Cette crédibilité financière compte énormément. Elle signifie qu’AFC peut continuer à lever des ressources sur les marchés internationaux dans des conditions compétitives, puis à les redéployer vers les projets africains. Pour un actionnaire souverain comme la Banque de Tanzanie, ce n’est pas un détail. C’est une manière de s’arrimer à une institution capable de transformer une bonne notation en puissance de feu concrète pour les infrastructures, les corridors logistiques, les actifs énergétiques et les chaînes de valeur. Cette interprétation est une inférence fondée sur le rôle d’AFC comme plateforme de mobilisation de capitaux et sur sa notation investment grade.
Une institution africaine qui change d’échelle
Depuis sa création en 2007, AFC affirme avoir investi 18,5 milliards de dollars dans 36 pays africains et compte désormais 48 pays membres. S&P note par ailleurs qu’à fin janvier 2026, l’institution comptait 60 actionnaires, parmi lesquels des souverains, des institutions financières, des fonds de pension et des multilateraux.
Ces chiffres racontent une montée en puissance réelle. Ils montrent qu’AFC n’est plus simplement une institution financière africaine spécialisée. Elle devient progressivement une plateforme continentale capable d’agréger États, investisseurs et partenaires autour d’une même logique : financer des actifs productifs, structurants et transformateurs.

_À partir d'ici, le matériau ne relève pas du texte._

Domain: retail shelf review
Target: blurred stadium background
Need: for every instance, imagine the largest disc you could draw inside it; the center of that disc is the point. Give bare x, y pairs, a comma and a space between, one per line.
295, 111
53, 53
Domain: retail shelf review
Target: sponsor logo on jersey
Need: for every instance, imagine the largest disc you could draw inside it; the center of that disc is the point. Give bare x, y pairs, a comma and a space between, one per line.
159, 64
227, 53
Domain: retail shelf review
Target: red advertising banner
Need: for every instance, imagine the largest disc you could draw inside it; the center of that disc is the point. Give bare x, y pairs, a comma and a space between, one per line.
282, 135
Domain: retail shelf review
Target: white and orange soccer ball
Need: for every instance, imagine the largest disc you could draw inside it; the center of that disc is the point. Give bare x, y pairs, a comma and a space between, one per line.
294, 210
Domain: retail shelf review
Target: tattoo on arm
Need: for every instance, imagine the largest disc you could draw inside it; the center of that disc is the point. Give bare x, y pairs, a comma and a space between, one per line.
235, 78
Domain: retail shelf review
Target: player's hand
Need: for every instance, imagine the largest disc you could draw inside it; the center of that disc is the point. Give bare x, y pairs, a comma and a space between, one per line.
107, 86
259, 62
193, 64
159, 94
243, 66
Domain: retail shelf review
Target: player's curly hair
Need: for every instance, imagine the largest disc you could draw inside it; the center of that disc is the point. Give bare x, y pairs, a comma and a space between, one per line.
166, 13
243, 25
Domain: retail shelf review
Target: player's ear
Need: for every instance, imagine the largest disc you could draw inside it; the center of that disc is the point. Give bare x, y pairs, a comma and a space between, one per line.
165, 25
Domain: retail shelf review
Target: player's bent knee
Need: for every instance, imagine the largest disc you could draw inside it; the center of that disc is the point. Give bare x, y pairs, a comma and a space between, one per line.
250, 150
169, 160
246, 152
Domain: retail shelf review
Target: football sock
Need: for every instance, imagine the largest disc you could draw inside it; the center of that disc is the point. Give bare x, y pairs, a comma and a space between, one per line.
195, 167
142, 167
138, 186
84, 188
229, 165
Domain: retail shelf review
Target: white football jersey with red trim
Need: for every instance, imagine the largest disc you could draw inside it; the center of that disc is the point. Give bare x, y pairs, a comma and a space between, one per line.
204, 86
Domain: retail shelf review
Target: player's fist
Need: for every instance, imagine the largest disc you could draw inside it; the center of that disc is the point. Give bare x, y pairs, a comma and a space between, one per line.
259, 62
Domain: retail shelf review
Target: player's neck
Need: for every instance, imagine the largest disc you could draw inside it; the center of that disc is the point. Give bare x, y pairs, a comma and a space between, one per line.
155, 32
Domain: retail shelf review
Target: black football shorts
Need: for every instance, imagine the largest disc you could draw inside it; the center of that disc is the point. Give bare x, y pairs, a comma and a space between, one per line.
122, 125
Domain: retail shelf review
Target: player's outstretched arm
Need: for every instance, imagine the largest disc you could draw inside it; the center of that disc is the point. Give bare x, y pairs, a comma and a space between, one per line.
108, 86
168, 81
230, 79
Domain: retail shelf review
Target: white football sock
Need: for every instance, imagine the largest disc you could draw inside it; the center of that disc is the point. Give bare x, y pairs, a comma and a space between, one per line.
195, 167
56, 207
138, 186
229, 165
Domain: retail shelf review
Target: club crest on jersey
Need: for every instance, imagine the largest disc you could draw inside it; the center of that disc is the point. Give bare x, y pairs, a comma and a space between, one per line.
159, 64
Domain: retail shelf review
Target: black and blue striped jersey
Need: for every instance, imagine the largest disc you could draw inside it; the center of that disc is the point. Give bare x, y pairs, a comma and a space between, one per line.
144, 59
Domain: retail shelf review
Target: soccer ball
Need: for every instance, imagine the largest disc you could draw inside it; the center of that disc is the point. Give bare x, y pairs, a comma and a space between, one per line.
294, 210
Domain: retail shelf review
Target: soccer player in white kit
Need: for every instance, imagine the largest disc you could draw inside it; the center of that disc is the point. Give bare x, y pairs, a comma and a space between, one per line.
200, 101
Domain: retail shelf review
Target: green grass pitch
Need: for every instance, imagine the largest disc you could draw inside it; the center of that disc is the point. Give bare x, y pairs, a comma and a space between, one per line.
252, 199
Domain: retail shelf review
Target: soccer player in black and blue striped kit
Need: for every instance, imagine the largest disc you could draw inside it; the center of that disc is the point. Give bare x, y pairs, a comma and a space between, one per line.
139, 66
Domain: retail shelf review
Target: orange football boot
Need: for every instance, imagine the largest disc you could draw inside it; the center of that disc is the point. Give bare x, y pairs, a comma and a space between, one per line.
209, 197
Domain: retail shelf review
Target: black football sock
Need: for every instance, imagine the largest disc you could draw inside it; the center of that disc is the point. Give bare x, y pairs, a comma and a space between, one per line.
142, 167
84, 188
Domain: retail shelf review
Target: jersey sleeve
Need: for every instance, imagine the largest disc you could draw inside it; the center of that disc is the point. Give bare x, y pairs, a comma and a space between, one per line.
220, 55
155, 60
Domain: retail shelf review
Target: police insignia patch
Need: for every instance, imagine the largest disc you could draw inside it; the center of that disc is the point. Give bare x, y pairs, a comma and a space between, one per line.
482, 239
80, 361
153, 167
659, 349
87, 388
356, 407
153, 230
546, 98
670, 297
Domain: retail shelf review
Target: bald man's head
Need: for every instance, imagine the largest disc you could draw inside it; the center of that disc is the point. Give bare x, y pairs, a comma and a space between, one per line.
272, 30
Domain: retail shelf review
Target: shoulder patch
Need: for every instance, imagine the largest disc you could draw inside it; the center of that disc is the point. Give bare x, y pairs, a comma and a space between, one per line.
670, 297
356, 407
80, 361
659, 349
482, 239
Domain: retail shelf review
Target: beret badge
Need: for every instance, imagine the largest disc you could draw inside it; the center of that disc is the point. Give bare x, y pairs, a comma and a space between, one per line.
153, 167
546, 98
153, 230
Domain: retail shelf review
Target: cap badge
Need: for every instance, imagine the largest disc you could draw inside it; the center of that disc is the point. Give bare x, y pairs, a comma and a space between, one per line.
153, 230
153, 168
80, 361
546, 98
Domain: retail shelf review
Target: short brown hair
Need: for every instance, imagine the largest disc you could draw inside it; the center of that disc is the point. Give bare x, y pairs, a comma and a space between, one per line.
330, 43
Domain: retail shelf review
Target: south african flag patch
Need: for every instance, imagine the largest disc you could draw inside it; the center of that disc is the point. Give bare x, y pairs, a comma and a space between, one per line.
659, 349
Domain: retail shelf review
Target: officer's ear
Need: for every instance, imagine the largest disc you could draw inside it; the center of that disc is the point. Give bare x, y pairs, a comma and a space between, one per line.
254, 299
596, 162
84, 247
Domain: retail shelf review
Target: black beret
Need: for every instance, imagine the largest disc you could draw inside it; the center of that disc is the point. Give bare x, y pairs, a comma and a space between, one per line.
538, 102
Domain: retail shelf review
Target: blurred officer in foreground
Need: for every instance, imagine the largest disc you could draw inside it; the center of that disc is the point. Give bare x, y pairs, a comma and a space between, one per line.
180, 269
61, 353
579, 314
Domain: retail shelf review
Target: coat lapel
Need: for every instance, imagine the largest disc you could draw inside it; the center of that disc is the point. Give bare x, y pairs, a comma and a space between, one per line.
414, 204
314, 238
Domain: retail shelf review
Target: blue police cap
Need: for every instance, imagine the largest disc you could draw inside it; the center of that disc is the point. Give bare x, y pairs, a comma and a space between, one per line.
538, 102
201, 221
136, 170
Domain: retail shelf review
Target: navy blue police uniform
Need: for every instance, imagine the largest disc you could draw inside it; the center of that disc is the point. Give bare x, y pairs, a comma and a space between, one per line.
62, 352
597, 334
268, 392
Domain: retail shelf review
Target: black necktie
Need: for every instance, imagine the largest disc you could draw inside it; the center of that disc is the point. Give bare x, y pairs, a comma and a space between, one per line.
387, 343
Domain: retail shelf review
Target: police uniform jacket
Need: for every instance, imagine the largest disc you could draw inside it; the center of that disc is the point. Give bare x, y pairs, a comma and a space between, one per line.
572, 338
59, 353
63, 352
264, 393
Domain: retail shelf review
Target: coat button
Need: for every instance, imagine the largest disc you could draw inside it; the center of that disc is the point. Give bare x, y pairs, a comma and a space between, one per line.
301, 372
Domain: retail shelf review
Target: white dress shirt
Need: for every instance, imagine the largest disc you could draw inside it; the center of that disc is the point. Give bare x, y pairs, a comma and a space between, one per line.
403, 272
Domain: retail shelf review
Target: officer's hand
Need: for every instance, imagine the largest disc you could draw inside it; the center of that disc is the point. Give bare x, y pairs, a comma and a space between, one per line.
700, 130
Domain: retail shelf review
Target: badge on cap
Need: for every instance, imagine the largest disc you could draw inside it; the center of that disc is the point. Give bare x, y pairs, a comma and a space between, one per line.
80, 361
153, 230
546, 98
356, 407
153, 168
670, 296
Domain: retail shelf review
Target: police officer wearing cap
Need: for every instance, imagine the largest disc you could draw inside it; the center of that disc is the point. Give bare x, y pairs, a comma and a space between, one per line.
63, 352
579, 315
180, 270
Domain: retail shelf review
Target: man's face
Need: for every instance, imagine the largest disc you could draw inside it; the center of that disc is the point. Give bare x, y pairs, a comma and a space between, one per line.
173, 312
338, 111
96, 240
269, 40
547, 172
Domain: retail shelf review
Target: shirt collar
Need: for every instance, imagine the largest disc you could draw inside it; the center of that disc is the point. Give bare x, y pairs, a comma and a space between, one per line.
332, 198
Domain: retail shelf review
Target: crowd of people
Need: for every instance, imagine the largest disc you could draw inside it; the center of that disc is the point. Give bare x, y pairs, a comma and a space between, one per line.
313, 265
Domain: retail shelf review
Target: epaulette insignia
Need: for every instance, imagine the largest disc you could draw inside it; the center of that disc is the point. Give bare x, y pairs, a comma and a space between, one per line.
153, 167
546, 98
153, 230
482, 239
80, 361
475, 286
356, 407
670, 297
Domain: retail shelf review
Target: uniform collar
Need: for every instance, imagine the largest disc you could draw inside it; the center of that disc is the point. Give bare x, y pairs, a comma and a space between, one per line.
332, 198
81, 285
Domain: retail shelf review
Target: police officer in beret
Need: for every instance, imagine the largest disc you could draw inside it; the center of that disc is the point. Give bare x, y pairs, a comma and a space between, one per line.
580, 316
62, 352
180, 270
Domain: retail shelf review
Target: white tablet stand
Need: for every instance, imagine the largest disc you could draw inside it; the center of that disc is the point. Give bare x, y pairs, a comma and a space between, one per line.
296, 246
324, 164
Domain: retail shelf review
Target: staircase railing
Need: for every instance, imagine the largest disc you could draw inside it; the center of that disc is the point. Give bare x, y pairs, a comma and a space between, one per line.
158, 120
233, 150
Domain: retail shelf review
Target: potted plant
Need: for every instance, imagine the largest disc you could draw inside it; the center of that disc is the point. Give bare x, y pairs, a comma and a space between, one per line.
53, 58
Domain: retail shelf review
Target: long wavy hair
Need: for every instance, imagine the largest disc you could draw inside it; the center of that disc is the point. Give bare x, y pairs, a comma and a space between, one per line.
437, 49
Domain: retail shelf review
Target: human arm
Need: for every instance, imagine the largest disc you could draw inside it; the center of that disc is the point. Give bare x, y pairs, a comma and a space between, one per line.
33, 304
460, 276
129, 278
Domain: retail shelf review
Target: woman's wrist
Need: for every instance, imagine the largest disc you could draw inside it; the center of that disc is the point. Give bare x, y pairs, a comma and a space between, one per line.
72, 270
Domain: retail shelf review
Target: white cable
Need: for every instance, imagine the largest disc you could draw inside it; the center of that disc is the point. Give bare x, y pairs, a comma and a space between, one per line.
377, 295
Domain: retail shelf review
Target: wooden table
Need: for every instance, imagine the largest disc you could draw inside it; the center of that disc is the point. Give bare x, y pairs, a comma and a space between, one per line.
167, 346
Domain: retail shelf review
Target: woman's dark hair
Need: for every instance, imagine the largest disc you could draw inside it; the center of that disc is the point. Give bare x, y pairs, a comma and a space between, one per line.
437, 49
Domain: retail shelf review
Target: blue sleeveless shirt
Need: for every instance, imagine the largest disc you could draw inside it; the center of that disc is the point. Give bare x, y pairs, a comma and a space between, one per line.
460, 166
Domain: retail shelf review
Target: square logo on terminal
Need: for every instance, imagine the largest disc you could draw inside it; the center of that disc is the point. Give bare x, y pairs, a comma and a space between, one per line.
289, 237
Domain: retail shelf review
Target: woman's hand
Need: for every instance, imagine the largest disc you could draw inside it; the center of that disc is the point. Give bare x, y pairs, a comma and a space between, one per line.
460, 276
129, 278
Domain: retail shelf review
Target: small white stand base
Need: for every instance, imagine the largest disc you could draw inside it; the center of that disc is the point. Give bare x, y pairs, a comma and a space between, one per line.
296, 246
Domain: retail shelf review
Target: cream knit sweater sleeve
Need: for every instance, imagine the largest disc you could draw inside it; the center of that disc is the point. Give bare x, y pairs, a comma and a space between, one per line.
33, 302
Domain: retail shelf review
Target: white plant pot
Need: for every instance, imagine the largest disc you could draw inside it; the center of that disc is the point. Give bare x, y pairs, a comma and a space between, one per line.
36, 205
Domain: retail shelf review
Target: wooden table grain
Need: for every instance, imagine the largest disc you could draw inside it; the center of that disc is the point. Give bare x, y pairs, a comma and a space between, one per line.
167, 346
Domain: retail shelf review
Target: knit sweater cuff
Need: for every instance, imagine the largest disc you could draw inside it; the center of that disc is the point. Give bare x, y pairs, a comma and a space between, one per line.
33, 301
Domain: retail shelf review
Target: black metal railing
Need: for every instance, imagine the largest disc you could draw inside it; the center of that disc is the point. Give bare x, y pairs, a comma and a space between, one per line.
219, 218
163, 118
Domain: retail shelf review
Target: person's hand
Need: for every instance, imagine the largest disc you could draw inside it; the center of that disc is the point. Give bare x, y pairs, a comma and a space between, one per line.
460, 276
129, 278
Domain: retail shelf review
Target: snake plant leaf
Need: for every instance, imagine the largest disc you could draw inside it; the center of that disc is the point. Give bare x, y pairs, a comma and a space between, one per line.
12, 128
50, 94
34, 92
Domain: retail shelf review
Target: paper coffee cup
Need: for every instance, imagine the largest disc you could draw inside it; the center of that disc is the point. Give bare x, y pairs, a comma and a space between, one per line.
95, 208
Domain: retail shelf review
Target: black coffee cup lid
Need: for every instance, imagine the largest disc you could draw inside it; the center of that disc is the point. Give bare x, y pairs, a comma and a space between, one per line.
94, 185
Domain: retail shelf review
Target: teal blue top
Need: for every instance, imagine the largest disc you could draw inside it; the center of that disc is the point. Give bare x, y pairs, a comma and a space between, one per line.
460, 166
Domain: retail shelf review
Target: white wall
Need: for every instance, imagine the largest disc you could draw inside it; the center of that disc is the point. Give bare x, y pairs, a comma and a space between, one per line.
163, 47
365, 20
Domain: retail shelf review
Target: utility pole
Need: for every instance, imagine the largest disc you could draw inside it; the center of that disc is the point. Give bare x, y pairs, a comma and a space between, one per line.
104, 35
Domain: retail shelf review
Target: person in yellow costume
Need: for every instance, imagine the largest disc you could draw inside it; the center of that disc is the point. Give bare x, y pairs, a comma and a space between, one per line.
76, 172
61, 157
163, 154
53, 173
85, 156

Il est vrai, comme le relève S&P, que l’actionnariat reste encore concentré, avec un poids important des acteurs nigérians. Mais la diversification en cours, à laquelle participe précisément l’entrée de la Banque de Tanzanie, contribue à élargir l’assise géographique et politique de l’institution.
La Tanzanie fait plus qu’un placement, elle prend position
Au fond, la vraie portée de cette annonce est là. En entrant au capital d’Africa Finance Corporation, la Banque de Tanzanie ne fait pas un simple placement institutionnel. Elle prend position dans une architecture africaine du financement qui devient de plus en plus stratégique. Elle s’offre un canal plus direct vers les ressources, mais aussi une place plus proche des centres de décision où se conçoivent les grands montages d’infrastructures et de développement industriel.
Dans une Afrique qui veut produire plus, transformer davantage et mieux connecter ses marchés, cette décision a une résonance particulière. Elle dit qu’un pays peut chercher à financer son avenir non seulement en empruntant, mais aussi en s’adossant à des institutions qu’il choisit de renforcer de l’intérieur.